Le sociologue canadien Michel Dorais le dit : les bisexuel(le)s sont « les trouble-fête de l’intégrisme identitaire. Ils nous rappellent surtout que tout le monde n’est pas forcément d’un bord ou de l’autre ».

En ce sens ils sont un excellent rempart contre les soupçons de communautarisme que la plupart refusent mais aussi contre ceux qui en rêveraient.

La bisexualité dérange le confort social qui se satisferait bien – au mépris d’une réalité volontiers occultée et de la reconnaissance de la variété des structures affectives - de deux grandes « cases » clairement établies et rassurantes : l’hétérosexualité pour la plus importante d’entre elles, et l’homosexualité comme minorité acceptée et acceptable.

Elle dérange les hétérosexuels en ce sens qu’elle réveille quelquefois la composante homosexuelle qui ne dort souvent « que d’un œil » chez nombre de personnes ne se reconnaissant que comme totalement hétérosexuelles.

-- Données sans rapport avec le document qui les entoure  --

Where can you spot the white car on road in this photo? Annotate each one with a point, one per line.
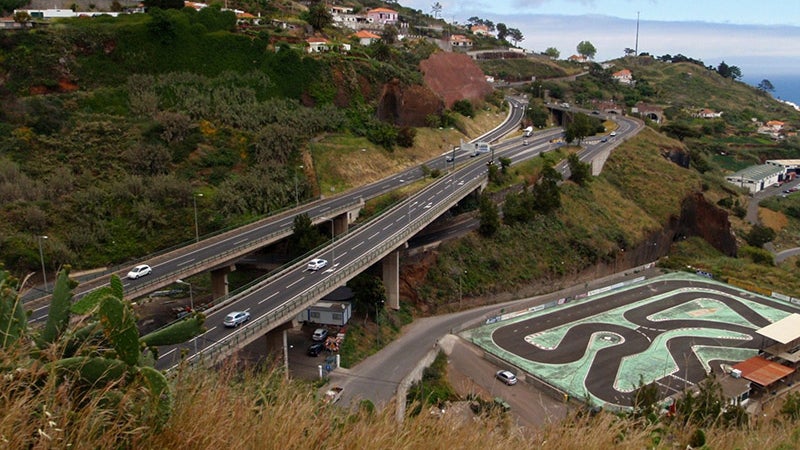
(236, 318)
(506, 377)
(139, 271)
(317, 263)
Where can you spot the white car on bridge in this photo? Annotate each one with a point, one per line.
(317, 263)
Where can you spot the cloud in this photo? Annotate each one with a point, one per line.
(611, 35)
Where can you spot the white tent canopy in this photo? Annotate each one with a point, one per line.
(784, 331)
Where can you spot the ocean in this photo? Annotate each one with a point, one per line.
(787, 86)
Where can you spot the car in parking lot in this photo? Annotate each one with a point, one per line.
(319, 335)
(317, 263)
(315, 349)
(139, 271)
(506, 377)
(236, 318)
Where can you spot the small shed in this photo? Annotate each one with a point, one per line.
(334, 309)
(761, 371)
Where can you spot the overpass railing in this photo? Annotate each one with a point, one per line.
(227, 254)
(293, 306)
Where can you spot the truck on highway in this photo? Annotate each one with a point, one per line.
(476, 148)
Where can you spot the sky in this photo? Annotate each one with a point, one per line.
(759, 37)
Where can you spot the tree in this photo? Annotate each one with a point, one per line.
(22, 17)
(502, 31)
(305, 236)
(546, 194)
(319, 17)
(580, 172)
(538, 115)
(552, 52)
(389, 35)
(580, 127)
(515, 35)
(766, 86)
(8, 6)
(585, 48)
(489, 216)
(368, 292)
(727, 71)
(436, 10)
(406, 136)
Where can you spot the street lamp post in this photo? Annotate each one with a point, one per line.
(196, 227)
(296, 198)
(460, 293)
(333, 241)
(41, 258)
(191, 306)
(408, 212)
(378, 321)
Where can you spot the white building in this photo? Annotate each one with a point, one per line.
(756, 178)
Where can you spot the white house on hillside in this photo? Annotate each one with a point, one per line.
(624, 76)
(383, 16)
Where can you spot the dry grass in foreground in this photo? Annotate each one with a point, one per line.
(233, 410)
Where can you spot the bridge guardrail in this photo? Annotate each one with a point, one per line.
(277, 316)
(238, 249)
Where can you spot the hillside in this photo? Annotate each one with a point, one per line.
(111, 130)
(118, 128)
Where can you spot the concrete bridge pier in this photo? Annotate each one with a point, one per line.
(276, 343)
(391, 279)
(219, 281)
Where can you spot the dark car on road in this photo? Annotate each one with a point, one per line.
(315, 349)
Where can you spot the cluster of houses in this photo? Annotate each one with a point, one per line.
(775, 129)
(771, 173)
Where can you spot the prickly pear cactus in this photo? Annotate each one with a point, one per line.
(101, 354)
(13, 321)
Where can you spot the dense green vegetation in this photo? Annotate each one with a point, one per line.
(109, 150)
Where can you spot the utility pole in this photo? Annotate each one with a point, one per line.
(636, 47)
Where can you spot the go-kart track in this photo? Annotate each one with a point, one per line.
(672, 329)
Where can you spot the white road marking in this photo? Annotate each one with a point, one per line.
(165, 354)
(273, 295)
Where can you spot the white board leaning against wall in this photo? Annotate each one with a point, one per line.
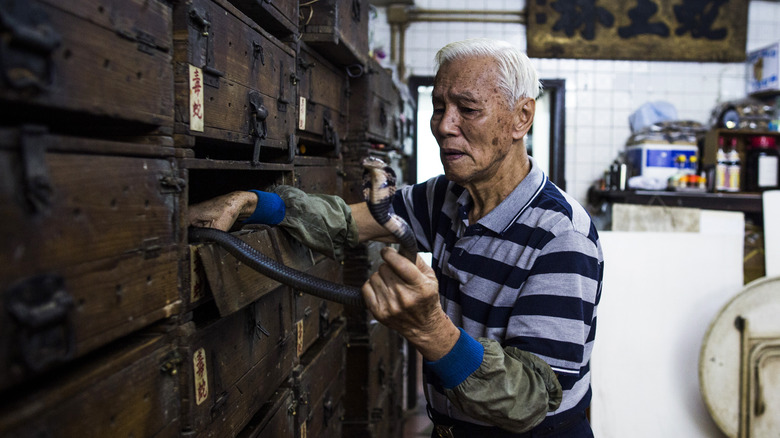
(661, 290)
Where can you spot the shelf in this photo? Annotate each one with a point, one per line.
(744, 202)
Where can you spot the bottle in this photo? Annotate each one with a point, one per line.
(720, 167)
(761, 164)
(693, 174)
(733, 168)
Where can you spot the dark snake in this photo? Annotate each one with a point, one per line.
(379, 187)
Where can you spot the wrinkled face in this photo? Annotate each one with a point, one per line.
(471, 121)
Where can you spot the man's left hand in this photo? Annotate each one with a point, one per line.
(405, 297)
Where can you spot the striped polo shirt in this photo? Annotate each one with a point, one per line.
(527, 275)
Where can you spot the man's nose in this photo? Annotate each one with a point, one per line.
(448, 124)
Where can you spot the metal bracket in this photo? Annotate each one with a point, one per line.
(257, 52)
(200, 21)
(26, 46)
(41, 307)
(259, 128)
(38, 190)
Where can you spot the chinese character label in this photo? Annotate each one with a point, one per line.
(299, 329)
(302, 113)
(196, 99)
(201, 376)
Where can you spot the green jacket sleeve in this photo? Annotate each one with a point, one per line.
(324, 223)
(510, 388)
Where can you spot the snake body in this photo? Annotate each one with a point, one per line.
(379, 187)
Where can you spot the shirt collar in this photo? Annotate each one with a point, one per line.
(507, 212)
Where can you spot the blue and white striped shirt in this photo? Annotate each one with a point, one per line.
(527, 275)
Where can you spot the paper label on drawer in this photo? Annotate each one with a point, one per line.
(196, 99)
(201, 376)
(302, 113)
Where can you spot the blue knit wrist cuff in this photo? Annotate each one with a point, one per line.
(270, 209)
(464, 358)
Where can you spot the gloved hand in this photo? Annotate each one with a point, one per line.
(324, 223)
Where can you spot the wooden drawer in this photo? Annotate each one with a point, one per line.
(315, 317)
(275, 419)
(372, 360)
(233, 365)
(243, 76)
(338, 29)
(318, 175)
(233, 285)
(98, 58)
(91, 246)
(374, 107)
(319, 384)
(129, 389)
(280, 18)
(322, 104)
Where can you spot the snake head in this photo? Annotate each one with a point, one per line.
(378, 180)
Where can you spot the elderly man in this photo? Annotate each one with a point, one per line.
(506, 316)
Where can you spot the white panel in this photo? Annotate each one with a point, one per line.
(661, 291)
(771, 200)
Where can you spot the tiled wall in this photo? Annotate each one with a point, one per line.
(600, 95)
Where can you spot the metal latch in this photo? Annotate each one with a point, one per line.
(200, 20)
(41, 308)
(26, 45)
(257, 52)
(259, 128)
(281, 101)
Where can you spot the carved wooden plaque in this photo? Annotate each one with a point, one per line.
(673, 30)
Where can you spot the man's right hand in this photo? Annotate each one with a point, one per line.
(223, 211)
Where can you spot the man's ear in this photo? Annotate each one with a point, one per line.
(524, 117)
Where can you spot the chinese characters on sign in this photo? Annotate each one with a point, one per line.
(196, 99)
(689, 30)
(201, 376)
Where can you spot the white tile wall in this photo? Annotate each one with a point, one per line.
(600, 95)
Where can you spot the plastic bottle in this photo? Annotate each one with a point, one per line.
(761, 164)
(733, 170)
(721, 167)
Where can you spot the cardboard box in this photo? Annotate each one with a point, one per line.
(763, 66)
(657, 160)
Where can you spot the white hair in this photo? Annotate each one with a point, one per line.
(518, 78)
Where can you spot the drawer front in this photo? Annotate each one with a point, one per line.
(319, 383)
(375, 107)
(130, 390)
(322, 103)
(91, 248)
(246, 78)
(105, 58)
(315, 317)
(275, 419)
(233, 365)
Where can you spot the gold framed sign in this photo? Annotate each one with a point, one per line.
(671, 30)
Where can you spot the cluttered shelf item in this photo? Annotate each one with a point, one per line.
(744, 202)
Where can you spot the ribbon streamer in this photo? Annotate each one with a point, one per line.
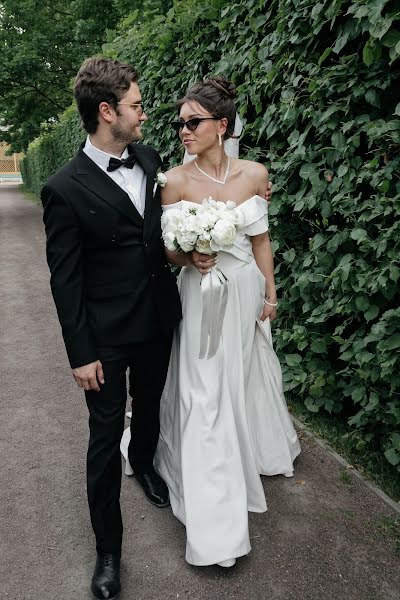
(214, 297)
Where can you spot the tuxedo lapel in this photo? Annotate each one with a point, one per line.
(149, 166)
(94, 179)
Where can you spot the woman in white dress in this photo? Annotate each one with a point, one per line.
(224, 420)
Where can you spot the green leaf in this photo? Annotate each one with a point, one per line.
(311, 405)
(391, 38)
(292, 360)
(380, 28)
(362, 303)
(318, 346)
(307, 170)
(371, 313)
(369, 53)
(393, 342)
(324, 56)
(392, 456)
(372, 97)
(358, 234)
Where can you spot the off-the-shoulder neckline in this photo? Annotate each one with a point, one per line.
(199, 203)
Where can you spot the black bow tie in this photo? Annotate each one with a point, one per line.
(116, 163)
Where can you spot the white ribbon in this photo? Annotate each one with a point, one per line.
(214, 296)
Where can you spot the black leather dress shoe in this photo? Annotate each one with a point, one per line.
(154, 487)
(105, 582)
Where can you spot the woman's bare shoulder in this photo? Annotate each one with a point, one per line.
(176, 179)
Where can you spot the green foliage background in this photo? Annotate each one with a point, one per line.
(317, 87)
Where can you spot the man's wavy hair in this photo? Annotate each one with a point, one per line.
(101, 80)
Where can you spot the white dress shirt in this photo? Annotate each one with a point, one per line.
(132, 181)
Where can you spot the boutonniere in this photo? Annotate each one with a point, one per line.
(160, 180)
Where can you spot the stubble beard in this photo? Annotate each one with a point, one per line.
(123, 136)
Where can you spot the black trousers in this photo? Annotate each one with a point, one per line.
(148, 365)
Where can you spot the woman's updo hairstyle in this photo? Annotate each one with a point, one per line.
(216, 95)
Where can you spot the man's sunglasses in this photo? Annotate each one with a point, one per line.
(192, 124)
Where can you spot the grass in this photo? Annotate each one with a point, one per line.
(348, 444)
(389, 528)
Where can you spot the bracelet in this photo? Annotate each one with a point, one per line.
(270, 303)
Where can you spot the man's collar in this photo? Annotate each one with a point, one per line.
(98, 156)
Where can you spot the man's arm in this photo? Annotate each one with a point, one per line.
(64, 257)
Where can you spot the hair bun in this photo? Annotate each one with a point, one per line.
(223, 85)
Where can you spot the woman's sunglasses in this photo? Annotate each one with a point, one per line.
(192, 124)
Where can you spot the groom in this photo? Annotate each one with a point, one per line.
(116, 298)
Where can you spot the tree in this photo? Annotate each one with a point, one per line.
(42, 44)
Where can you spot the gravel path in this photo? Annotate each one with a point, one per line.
(323, 536)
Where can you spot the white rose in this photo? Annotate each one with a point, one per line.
(203, 246)
(169, 240)
(191, 223)
(186, 240)
(223, 234)
(170, 219)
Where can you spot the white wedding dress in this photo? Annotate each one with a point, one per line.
(224, 420)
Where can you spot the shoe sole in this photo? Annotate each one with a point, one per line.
(147, 498)
(158, 505)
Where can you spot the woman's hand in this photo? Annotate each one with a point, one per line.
(268, 312)
(202, 262)
(268, 192)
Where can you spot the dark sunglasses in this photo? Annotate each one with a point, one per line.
(192, 124)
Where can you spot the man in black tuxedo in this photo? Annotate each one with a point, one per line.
(116, 298)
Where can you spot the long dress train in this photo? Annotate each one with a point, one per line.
(224, 420)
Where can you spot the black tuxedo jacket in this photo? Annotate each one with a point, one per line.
(110, 280)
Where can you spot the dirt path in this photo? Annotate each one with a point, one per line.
(322, 538)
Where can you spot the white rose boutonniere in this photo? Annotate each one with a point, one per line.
(160, 181)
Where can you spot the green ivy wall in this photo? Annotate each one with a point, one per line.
(317, 88)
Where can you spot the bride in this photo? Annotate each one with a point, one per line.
(224, 420)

Elle dérange également certain(e)s homosexuel(le)s qui ne comprennent pas toujours cette capacité de double attirance et considèrent que les bisexuel/les sont des homosexuel/les qui n’arrivent pas à assumer leur homosexualité ; ce qui est faux puisqu’en se reconnaissant comme tels auprès d’eux, non seulement ils assument la part homosexuelle d’eux- mêmes, mais prennent également le risque d’être incompris. Il y a là également parfois une forme d’ « hétéro méfiance » latente et protectrice, voire même confortante (sur le mode du concept de résilience très bien décrit par Boris Cyrulnik , …………..)

Les études faites montrent ainsi que, globalement, l’homosexualité est plutôt mieux tolérée et surtout mieux comprise que la bisexualité qui rime souvent avec instabilité.

Tout comme l’homophobie, la « biphobie » est bien souvent, par delà la crainte de la différence, une « peur de l’autre en soi » qui entraîne une réaction de rejet. Peur de la différence et peur de soi-même sont les deux ressorts de la non acceptation, celle de l’autre mais aussi bien souvent celle d’une part de soi-même. (homophobie et biphobie renvoient non seulement à la question des genres mais également à la question du choix d’objet).

Ainsi les bisexuel/les peuvent faire l’objet d’un double ostracisme : celui, majoritaire et quelquefois sarcastique ou agressif, d’hétérosexuel/les et celui, en général, nettement plus mesuré et éventuellement quelque peu compassionnel de certain(e)s homosexuel(le)s.

Face à ce double risque, beaucoup se cachent et vivent leur sexualité dans l’ombre ou la crainte. Le « coming out » des bisexuel/les, s’il n’est pas tout à fait identique à celui des homosexuel/les, n’en est pas forcément plus facile à réaliser.

Parmi les clichés abondamment véhiculés existe aussi celui d’une instabilité comportementale ou affective : comme si la possibilité « d’aimer les deux » était synonyme d’incapacité de choix, alors qu’il s’agit plutôt d’une plus large possibilité de choix.

Ainsi, pour toutes ces raisons, la bisexualité reste aujourd’hui une sexualité amplement cachée et relativement méconnue.